What I had in mind with regard to phage typing may be based upon a false premise. In our talk you referred to the recovery
of virulent Proteus from HB after irradiation, but that you could not trace these to comparable gut organisms. Does the same
hold true for coliforms? If so, I thought it might be possible to trace a virulent coli from HB to a non-virulent enteric
coli by phage typing, etc. If you had the potential pathogen in hand, it would of course be easier to analyse your result.
If the HB coli are not different in virulence from the fecal coli, there is no reason whatever to doubt the indentity of the
components of the pairs mentioned above. If there is some point to this type of study, Aaron Novick has the full set of phages
as well as the colicin-producing cultures (from Fredericq), and I am sure he will be glad to consult with you about it.

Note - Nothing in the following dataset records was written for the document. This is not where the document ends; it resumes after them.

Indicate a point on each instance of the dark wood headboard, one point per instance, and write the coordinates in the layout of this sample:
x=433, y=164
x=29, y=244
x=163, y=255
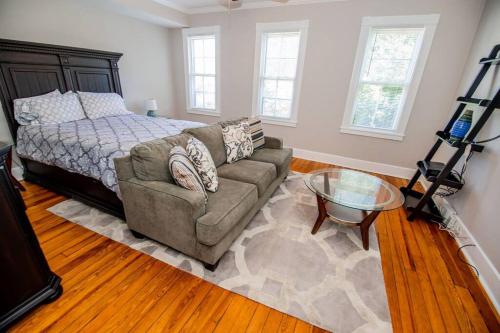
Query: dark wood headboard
x=30, y=69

Your #36 is curious: a very highly mutable maltose-negative, as can easily be seen on EMB maltose agar. I have been running
into a number of these; they may not have been recognized hitherto because they would be scored as positive or at best as
slightly delayed fermenters in tube tests. By the way, I read that you recovered "Paracolobactrum" even more often
than E. coli in HB. We are testing these along with coli, and will be happy to have these too.